Ara

İstanbul


Hem kendi geciktirmemden hem de kitabın içeriğine değinmeyen tartışmaların soğumasını beklememden ötürü, Orhan Pamuk'un "İstanbul"unu yeni okuma şansı buldum. "Nobel bu kitaba az mı, çok mu?" ayrımına saplanmadan kitabın çok iyi bir Türkçe ile yazıldığını belirtmeliyim. Pamuk, konuşurken de yazdığı izlenimini verdiği için, kitabı okurken bazen onun sesini düşündüm, konuşsaydı da böyle yazardı, diye içimden geçirdim. Kitap, öyle dolmuşta ve otobüste bir çırpıda okunacak rahatlıkta değildi. Elime kalemi, kâğıdı almadan, satırları derinlemesine gözden geçirmeden ne demek istediğini anlayamazdım. Bir şehrin tarihiyle yazarın özyaşam öyküsü belki de ancak bu kadar birbiriyle örtüştürülebilirdi. ‘Belki de’ diyorum, zira Pamuk'un etkisinden kurtulamadığı A.H. Tanpınar, Yahya Kemal, Abdülhak Şinasi Hisar, Proust, Reşat Ekrem Koçu, Nerval, Lamartine, Hugo, Pierre Rufin, Melling ve Gidé'nin kitapta adları geçen yapıtlarını okumadan Orhan Pamuk'u gözümde gereksiz yere büyütebilirim.
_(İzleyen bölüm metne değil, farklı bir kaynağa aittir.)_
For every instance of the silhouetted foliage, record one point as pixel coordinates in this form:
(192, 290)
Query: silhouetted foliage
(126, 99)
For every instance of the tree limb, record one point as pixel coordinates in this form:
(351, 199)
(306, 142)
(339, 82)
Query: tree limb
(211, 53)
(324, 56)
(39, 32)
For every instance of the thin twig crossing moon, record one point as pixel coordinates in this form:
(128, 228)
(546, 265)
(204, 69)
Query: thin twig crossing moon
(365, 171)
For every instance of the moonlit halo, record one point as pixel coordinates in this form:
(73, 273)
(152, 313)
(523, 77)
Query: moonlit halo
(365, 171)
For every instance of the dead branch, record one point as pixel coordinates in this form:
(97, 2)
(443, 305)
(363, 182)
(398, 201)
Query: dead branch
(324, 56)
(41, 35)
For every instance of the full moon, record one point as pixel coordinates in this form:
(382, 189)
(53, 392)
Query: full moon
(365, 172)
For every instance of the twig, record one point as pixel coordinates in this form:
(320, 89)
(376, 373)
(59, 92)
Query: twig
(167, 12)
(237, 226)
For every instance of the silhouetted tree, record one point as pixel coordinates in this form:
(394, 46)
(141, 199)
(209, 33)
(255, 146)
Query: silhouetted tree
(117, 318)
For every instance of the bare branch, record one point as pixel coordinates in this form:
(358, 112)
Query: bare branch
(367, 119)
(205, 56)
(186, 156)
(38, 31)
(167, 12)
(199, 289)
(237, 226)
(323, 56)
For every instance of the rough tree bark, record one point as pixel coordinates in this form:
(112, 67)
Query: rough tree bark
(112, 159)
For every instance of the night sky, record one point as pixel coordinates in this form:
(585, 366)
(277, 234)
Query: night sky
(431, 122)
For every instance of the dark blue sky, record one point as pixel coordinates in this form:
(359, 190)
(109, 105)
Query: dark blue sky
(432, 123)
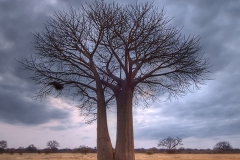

Bir Doğu- Batı sentezini anlattığı için ödüle layık görülen Pamuk, aslında çok tartışılacak bir roman kaleme almış. Metinde hüznün, siyahla beyazın, Batılılaşma ile gelenekselliğin, yangınla itfaiye hortumunun arasında kalmış bir şehir olarak İstanbul'u betimleyen yazar, daha çok Batılı gezginlerin seyahat notlarını, çizimlerini kendisine referans alarak ilerlemiş. Bir Oryantalizm kurgusuna yenik düşme tehlikesini her sayfada kendisi de yaşıyor. Ne var ki, dışarıdan gözlenmek ona mutluluk veriyor. Dışarıdan gözleyenlerin muazzam tasvirleriyle beraber, onların İstanbul milliyetçilerinden daha iyi birer İstanbul âşıkları oldukları sonucuna varıyor. Hele hele Melling ve Nerval, onun için birer baştacı... Yazıyı gereksiz yere uzatıp edebiyattaki yetersizliğimi gizlemeye çalışmamalıyım. O yüzden daha hacimli bir yazıyı Nerval'in "Doğu'da Seyahat" adlı kalın yapıtını okuduktan sonra yazmayı düşünüyorum. Ama şu gerçek ortada sanki: Pamuk, bir Doğu- Batı sentezini yapmaya çalışmışsa, Batılı bir okurun Doğulu bir şehri anlamasını pek de zorlamayacak, daha çok Batı penceresinden bakan gözlemlerde bulunmuş. Ödüle "Doğu"yu Doğu'luktan kurtarıp "Batı" yı Batı'lıkla yüzleştirecek bir şaheser gözüyle bakamadım. Pamuk, derinlemesine okunması gereken çok önemli ve cesur (Emre’nin dediği gibi, kendimize itiraf edemediğimiz cinsel dürtülerimiz, kıskançlıklarımız, fikrimizle yaşam tarzımız arasındaki çelişkiler) bir yapıt sunmuşsa da, Batılı entelektüel için pek de yabancı olmayan bir sözlük kullanmış. Ödülün verilmesinde böyle bir Batı gözlüğüne yakın tasvirler içeren Doğu-Batı sentezi de rol oynamış olabilir.